Subnet Question

Technology1 · January 2011

Can a Cisco Expert please explain the answers to these questions in detail.

Thanks.

Question 1: How many subnets and hosts per subnet can you get from the network 172.25.0.0/27?"

Question 2: How many subnets and hosts per subnet can you get from the network 10.0.0.0 255.255.240.0?

saied45 · January 2011

Subnet Mask **** Sheet

Technology1 · January 2011

Thanks for the info.
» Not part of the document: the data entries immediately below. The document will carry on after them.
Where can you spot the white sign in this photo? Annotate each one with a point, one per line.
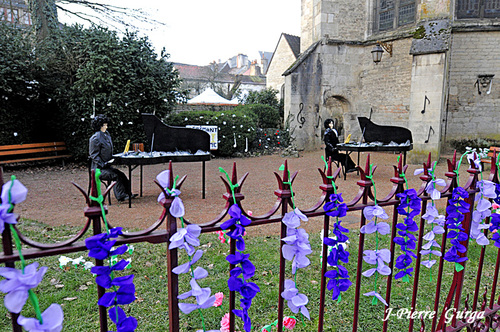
(212, 131)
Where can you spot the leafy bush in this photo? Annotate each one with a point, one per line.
(234, 127)
(50, 90)
(268, 117)
(266, 97)
(461, 145)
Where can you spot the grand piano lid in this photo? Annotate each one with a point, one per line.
(162, 137)
(386, 134)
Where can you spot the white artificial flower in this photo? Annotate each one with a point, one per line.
(63, 260)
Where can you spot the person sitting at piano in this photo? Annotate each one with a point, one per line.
(331, 139)
(101, 154)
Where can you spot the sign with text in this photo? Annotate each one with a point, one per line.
(212, 131)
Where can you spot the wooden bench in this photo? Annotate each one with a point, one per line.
(490, 155)
(20, 153)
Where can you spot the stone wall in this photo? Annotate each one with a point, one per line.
(470, 114)
(283, 58)
(350, 85)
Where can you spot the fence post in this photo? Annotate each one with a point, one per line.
(284, 193)
(399, 188)
(238, 197)
(327, 188)
(365, 185)
(94, 213)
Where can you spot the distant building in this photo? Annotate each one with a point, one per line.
(15, 12)
(286, 53)
(235, 77)
(439, 75)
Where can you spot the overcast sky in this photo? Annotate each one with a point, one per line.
(200, 31)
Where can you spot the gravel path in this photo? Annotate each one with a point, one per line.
(53, 200)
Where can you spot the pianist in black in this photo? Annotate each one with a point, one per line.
(331, 139)
(101, 154)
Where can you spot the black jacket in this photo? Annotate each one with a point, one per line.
(331, 140)
(100, 149)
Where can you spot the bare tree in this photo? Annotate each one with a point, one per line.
(44, 14)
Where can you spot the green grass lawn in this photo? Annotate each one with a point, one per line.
(75, 289)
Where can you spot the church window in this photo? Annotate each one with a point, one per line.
(478, 9)
(390, 14)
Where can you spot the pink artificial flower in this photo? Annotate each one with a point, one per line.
(289, 323)
(221, 236)
(218, 299)
(224, 323)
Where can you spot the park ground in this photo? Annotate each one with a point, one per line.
(53, 200)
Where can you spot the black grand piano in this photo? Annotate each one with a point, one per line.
(378, 138)
(167, 143)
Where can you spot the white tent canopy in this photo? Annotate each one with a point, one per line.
(209, 96)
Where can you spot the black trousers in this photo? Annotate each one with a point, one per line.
(122, 186)
(340, 157)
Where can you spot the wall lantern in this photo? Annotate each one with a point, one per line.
(483, 82)
(379, 49)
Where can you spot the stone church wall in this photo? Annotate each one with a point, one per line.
(283, 58)
(470, 115)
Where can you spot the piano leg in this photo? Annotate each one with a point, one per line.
(203, 179)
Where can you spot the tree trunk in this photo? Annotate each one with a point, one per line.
(44, 17)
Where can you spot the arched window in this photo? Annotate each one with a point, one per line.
(478, 9)
(391, 14)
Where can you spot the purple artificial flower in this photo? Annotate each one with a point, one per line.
(295, 300)
(432, 215)
(474, 158)
(17, 284)
(377, 296)
(432, 234)
(203, 301)
(185, 238)
(124, 295)
(237, 223)
(292, 219)
(6, 217)
(377, 257)
(421, 170)
(100, 247)
(428, 252)
(122, 322)
(374, 211)
(52, 320)
(164, 180)
(431, 188)
(243, 314)
(339, 281)
(431, 244)
(487, 189)
(247, 267)
(297, 248)
(429, 263)
(237, 215)
(103, 273)
(456, 210)
(177, 207)
(18, 192)
(335, 207)
(382, 228)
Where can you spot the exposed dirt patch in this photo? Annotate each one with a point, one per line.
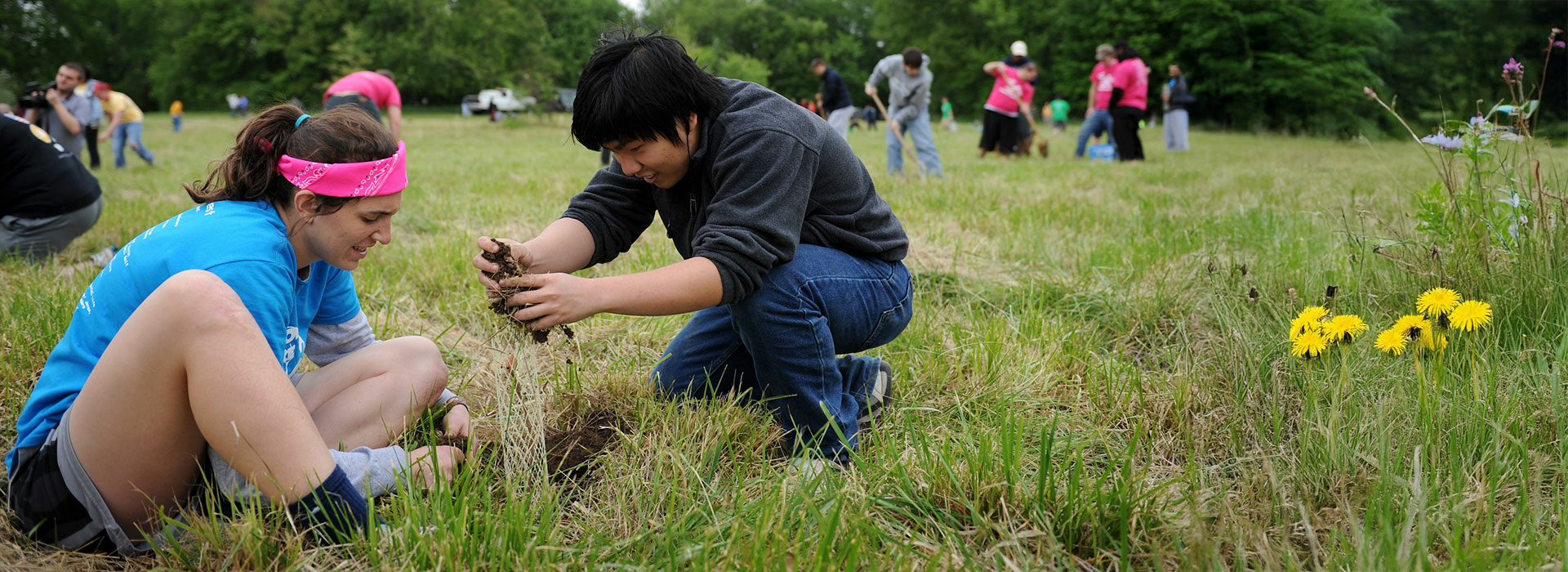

Was hoping someone with expert knowledge could actually go into the details of explaining the answer to these questions in regard to finding how many subnets and hosts per subnet are available.

We all have our methods of what works for us when figuring subnet masks which is pretty cool. Finding out a particular subnet from a host address is not too much of a concern, but the other way around in finding how many subnets and hosts per subnet seems to get somewhat confusing at times. Could possibly be making it out harder than it really is. CIDR notation is not an issue. Finding a subnet from a given host address is not an issue. Finding a broadcast address is not an issue. IP host range is not an issue.

The 8 special numbers for the subnet mask are 128, 192, 224, 240, 248, 252, 254, 255. Taking any of these numbers and subtracting them from 256 would tell us what the network increments are.

Network Addresses are always even numbers and Broadcast Addresses are always odd numbers. Anything in between a network address and a broadcast address is the IP host range.

These particular questions seem somewhat confusing at times when it comes to finding out how many subnets and hosts per subnet are available.

Thanks to all the Cisco Experts who wish to go into detail in explaining the answers to these questions.

Question 1: How many subnets and hosts per subnet can you get from the network 172.25.0.0/27?"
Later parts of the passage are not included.